Once a major inspiration, she
provided clarity to my work.
Then, a while back, I began
paying less attention
to the Moon,
and she to me.
I know I’m not the first writer,
poet, painter, or musician
to be seduced by the heavenly
globe. Men stronger than I
have been seduced, captivated,
controlled by her presence,
and many have produced
words far more eloquent
than I. But, for a few years,
what the Moon and I had
was more than anything, than
any of them could know.
It was an exquisite relationship
based on understanding, and
communication, and,
despite the distance, love.
In her shadow I produced work
I could truly be proud of.
Always a puzzle, I’m still uncertain
when things began to fall apart.
No longer did I feel her pull.
I went silent.
I tried to move on.
A letter written, but never sent,
now rumpled in a coat pocket,
envelope creased
and postage stamp bent.
I was so sure I could
release myself from her gravity,
but never was I able to drop it
in the post box.
Altering my path, changing goals,
searching for another muse,
I went about my ways.
I continued moving, breathing,
trying, striving.
Rarely would I look up, at least
not high enough, or long enough.
The times I tried
she was not there, hiding
behind the clouds, or facing
another direction.
I felt I had grown up, or
grown away, from her pull.
Yesterday was different.
Suddenly I wanted to see her,
and for her to see me.
I wanted her to know I was
still alive, and I was still trying,
and I still wanted more time.
I wanted her to see
it was still me.
I took a long walk and I searched
through my darkness. The clouds
had corrupted the sky, mostly,
and although there were
a few show-off stars
smiling down in their usual
attention-seeking manner, she
was nowhere to be found.
Still I knew she was there, and
I presume she knew I was looking.
She often, or always, knew
what I was thinking, what I was
planning, and what I was doing.
I think she knows now.
And I think I need
her inspiration, again.
I’m now on the verge of
something much larger than
I had envisioned, something
quite magical. I know
I could use her support to bolster
my confidence. She could do that,
then, and used to offer willingly.
I believe she could do that again.
We have not spent the time like
we used to, but we could.
I’d like that.
I know things will not
be the same, they can’t be
when time has passed, and
you can’t assign blame, but
I know there is
something worthy.
There.
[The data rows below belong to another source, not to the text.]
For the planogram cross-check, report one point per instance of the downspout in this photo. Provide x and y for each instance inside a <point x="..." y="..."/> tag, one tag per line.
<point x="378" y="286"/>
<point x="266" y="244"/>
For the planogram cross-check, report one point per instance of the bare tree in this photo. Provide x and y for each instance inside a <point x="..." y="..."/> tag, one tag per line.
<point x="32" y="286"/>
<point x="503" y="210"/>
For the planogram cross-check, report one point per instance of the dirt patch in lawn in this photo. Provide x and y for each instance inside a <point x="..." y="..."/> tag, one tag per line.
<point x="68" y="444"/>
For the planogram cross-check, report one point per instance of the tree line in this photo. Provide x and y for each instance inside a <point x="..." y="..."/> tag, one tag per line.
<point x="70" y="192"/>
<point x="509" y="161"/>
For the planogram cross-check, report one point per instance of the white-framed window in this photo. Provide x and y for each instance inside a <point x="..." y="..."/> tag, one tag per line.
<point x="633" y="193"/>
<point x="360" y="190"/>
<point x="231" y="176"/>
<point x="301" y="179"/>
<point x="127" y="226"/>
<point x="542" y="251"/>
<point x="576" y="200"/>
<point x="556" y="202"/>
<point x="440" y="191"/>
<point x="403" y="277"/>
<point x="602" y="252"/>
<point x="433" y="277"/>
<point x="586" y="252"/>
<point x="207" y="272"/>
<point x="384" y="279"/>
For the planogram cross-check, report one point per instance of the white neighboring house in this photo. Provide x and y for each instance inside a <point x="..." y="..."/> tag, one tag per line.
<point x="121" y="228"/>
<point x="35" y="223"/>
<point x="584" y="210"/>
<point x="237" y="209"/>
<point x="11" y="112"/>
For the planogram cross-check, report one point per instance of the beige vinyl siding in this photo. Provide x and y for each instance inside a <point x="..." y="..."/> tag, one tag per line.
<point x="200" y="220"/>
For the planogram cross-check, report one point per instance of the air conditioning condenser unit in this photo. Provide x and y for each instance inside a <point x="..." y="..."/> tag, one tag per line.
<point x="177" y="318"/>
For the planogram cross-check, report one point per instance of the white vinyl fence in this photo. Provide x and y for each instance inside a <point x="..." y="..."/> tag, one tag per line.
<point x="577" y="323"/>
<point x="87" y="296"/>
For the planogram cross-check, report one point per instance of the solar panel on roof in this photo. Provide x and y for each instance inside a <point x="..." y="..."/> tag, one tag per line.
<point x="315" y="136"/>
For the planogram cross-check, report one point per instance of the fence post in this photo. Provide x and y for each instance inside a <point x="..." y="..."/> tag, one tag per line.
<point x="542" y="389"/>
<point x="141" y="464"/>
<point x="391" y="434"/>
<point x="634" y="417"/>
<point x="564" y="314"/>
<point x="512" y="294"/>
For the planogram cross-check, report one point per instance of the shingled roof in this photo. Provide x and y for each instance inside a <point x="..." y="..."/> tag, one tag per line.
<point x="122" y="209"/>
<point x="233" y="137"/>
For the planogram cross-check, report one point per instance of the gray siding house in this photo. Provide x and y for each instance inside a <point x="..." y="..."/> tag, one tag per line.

Here.
Now.
All too often we shut something
out of our life; an idea, a passion,
a person.
We can’t see past the clouds,
so we stop looking.
In doing so, we lock away
a little bit of our self,
we close off that part of our brain,
or heart, and our being.
We are no longer complete
if we cannot admit the difference,
or damage, it can cause.
You have to be willing to allow
things from your past back
into your life.
They found a way there for
a reason, and the seasons might
change or circumstance always
differ, and once reunited
it may feel stiffer.
But in time, if given the time, you
become stronger from a
reintroduction; this time past
the wonder and initial seduction.
True, with the nature of time,
you evolve, perhaps find the
answers to puzzles once unsolved.
It doesn’t need to be the same as
before. It could get stronger, or
deeper, or in other ways more.
I’ve looked for the moon many
times, but last night was different.
There was hope, unexplained yes,
but still it was there.
It was yearning and deliberate,
it warmed the night air.It was
a change I realized, and I speak
only for myself, it was certain,
and true.
Open up your eyes, and your
mind, think of what can be done
with the passage of time.
Finding out what you love is
never enough, but it provides
one more reason
to keep looking up.
                                                                                j.g.l.